Los diputados cuya lengua materna es el kuna, emberá y ngäbe consiguen un día que el presidente de la Asamblea Nacional les conceda la oportunidad para que se expresen, ante el pleno legislativo, en sus idiomas correspondientes. Quedan pocas semanas para las elecciones y, por lo tanto, esos discursos tendrán buena resonancia en sus comunidades de origen.
Resurgen las iras acumuladas, en cada lengua, por la primacía de una de ellas: el español, la oficial, mayoritaria y en la que se ha organizado el país, la República y el Estado.
Una situación similar resultó en el Congreso de los Diputados de España, donde se ha rechazado la propuesta de que otras lenguas, aparte del español (o castellano), sean empleadas en el hemiciclo.
Se estremece el Congreso. La lengua está tan ligada a la identidad y al ser de los pueblos, al punto que es fácil la descalificación y la injuria. Es una sesión virulenta, y es una virulencia que no es ajena a nosotros, como casi todo aquello que sucede fuera de fronteras.
Nuestra lengua ha resultado vapuleada, y algún diputado hispanoparlante, Ignacio Astarloa, conservador, ha vapuleado las otras. Retrato del grado de crispación de la crisis lingüística –alerta 5, si fuese un reactor nuclear– que se vive en el país en el que nació hace más de mil años la lengua oficial de Panamá y de la mayoría de las naciones latinoamericanas.
La Constitución española estipula que, además del castellano, el euskera, el catalán (valenciano, en la Comunidad Valenciana) y el gallego son oficiales en la respectiva región.
A regañadientes, el presidente del Congreso, José Bono, para demostrar “libertad” y evitar la demagogia de sus colegas procedentes de esas regiones, aceptó que algunos de ellos, representantes de bancadas, usaran sus lenguas nativas por un rato. Fue tal la batahola que, exhausto, prometió que sería “la última vez” que concedería esa libertad.
Para defender la lengua propia, se ataca la del otro. Un diputado nacional de Cataluña caracterizó al español como la lengua de “los fascistas” cuando entraron a Barcelona. Como si la lengua en sí fuera la fascista y no usuarios con esa ideología, que, con frecuencia, se expresa menos en palabras.
Los políticos son imaginativos. En el ejercicio, solo emplearon el español para reafirmar su criterio a favor de la diversidad lingüística, del que el Congreso debe ser ejemplo, y del sentido de identidad que representa la lengua materna para un terrícola. Estos principios son loables si no omite que también rigen a quien ostenta otra lengua. No me pregunten cómo es el asunto en Marte.

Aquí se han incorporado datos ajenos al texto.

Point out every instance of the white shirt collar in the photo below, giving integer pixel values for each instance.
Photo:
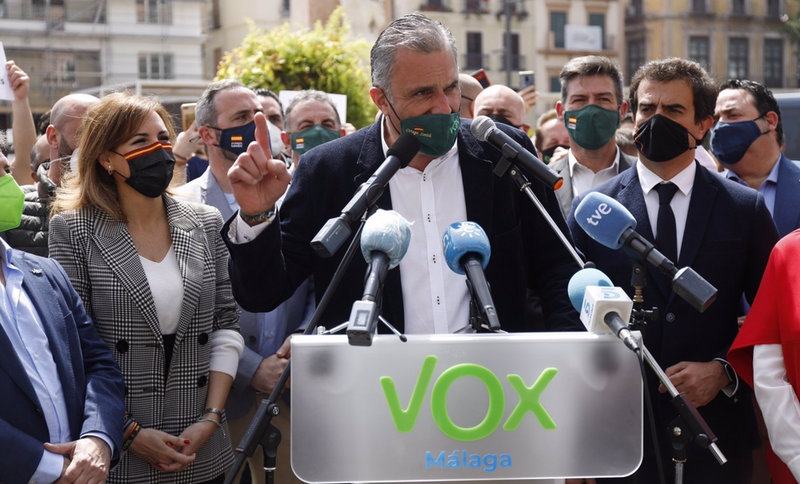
(684, 180)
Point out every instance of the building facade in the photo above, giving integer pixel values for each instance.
(148, 46)
(733, 39)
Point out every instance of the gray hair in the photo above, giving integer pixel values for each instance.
(306, 96)
(591, 65)
(205, 111)
(414, 32)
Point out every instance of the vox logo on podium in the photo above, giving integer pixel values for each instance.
(405, 420)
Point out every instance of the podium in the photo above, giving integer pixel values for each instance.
(465, 407)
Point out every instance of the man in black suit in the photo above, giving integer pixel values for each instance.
(720, 229)
(415, 86)
(591, 108)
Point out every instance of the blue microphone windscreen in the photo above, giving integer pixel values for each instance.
(462, 238)
(604, 219)
(583, 279)
(386, 231)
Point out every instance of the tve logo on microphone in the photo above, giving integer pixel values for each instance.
(602, 209)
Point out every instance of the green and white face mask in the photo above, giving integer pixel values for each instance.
(11, 203)
(303, 141)
(437, 133)
(591, 126)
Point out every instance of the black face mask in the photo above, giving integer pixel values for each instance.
(499, 118)
(548, 153)
(661, 139)
(151, 168)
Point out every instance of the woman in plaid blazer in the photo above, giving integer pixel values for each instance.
(152, 273)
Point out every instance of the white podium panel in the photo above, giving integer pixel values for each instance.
(465, 407)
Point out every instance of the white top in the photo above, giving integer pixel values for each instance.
(680, 202)
(435, 299)
(166, 285)
(779, 404)
(584, 179)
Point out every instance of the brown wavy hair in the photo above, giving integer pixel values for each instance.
(106, 125)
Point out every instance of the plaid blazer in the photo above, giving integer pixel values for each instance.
(98, 254)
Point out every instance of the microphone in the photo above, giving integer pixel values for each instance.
(612, 225)
(336, 230)
(466, 251)
(602, 306)
(384, 242)
(485, 130)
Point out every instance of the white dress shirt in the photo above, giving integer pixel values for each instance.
(680, 202)
(435, 299)
(584, 179)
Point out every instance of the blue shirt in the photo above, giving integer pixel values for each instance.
(768, 187)
(24, 328)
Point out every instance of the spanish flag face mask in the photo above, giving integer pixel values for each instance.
(11, 203)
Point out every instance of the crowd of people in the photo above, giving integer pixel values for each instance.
(150, 282)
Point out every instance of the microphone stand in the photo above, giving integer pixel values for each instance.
(689, 424)
(525, 186)
(260, 430)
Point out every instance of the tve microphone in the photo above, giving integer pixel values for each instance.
(384, 242)
(612, 225)
(466, 251)
(485, 130)
(336, 230)
(602, 307)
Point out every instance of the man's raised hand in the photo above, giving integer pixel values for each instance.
(257, 180)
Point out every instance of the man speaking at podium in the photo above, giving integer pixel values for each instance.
(416, 87)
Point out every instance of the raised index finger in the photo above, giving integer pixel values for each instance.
(262, 134)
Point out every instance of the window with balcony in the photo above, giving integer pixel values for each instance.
(154, 11)
(155, 66)
(699, 50)
(636, 56)
(773, 8)
(773, 62)
(635, 8)
(476, 6)
(473, 58)
(558, 20)
(517, 60)
(599, 20)
(699, 6)
(737, 58)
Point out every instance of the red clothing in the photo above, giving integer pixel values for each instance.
(774, 319)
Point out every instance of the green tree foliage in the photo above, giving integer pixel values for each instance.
(324, 58)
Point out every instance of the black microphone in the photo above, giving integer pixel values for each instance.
(336, 230)
(466, 251)
(608, 222)
(384, 242)
(485, 130)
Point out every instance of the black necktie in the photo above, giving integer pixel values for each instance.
(666, 240)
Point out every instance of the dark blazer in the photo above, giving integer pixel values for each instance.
(98, 254)
(525, 252)
(90, 379)
(728, 237)
(564, 194)
(787, 197)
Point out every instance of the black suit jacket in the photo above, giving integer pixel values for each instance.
(525, 252)
(728, 237)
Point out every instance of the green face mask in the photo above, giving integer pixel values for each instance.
(11, 202)
(312, 137)
(591, 126)
(437, 133)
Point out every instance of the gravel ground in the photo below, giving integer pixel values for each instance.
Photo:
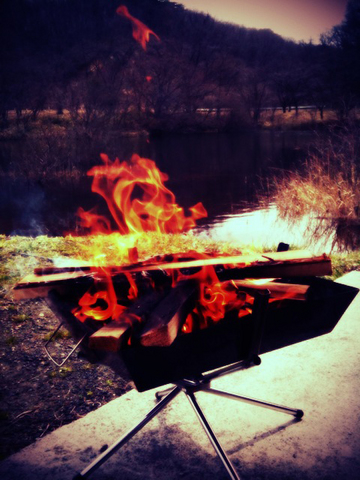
(37, 397)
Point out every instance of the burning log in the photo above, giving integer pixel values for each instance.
(267, 265)
(166, 320)
(116, 334)
(277, 290)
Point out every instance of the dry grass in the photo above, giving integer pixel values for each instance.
(326, 188)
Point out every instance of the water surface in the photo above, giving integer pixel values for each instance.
(226, 172)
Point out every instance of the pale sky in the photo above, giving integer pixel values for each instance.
(295, 19)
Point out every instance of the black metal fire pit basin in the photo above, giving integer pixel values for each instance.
(231, 339)
(228, 341)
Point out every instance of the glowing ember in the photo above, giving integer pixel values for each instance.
(141, 32)
(137, 199)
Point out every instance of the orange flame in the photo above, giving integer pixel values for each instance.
(137, 199)
(141, 32)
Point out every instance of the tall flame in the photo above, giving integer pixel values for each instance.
(137, 199)
(141, 32)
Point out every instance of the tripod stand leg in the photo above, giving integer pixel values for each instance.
(123, 440)
(260, 403)
(211, 435)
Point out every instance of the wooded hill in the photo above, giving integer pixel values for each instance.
(79, 55)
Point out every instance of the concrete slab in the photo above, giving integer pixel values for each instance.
(320, 376)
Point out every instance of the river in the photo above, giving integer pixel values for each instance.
(226, 172)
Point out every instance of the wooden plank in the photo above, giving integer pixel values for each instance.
(238, 261)
(166, 320)
(33, 286)
(277, 290)
(295, 263)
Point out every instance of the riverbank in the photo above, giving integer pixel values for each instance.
(37, 397)
(203, 120)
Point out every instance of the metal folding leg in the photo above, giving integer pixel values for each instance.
(260, 403)
(212, 437)
(123, 440)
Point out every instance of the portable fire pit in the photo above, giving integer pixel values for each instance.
(157, 340)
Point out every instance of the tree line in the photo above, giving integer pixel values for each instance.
(79, 56)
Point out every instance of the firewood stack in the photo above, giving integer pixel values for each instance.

Durante el debate, aderezado con agravios, fue citado el genio gallego Castelao: “Las lenguas nos hacen humanos, la variedad de idiomas y culturas es el signo distintivo de nuestra especie, lo que nos hace distintos a los animales”. De acuerdo. Cervantes, Shakespeare, Voltaire o Bajtín han expresado pensamientos similares referidos a su lengua materna o a las demás.
Astarloa fue más allá, y señaló que el propósito de sus colegas al expresarse en sus lenguas maternas buscaba “mirarse el ombligo”. Y planteó una idea pragmática: si esos diputados dominan tan bien el español –proceden de regiones altamente bilingües–, entonces que hablen en la lengua oficial nacional de España. Son contados los casos de diputados cuya lengua materna sea español que puedan comunicarse en alguna de esas lenguas regionales (o autonómicas).
El gallego y el catalán proceden del latín vulgar, como el español. El catalán es la lengua habitual de 4.5 millones de personas; el gallego, de 3 millones, y el euskera, de 800 mil.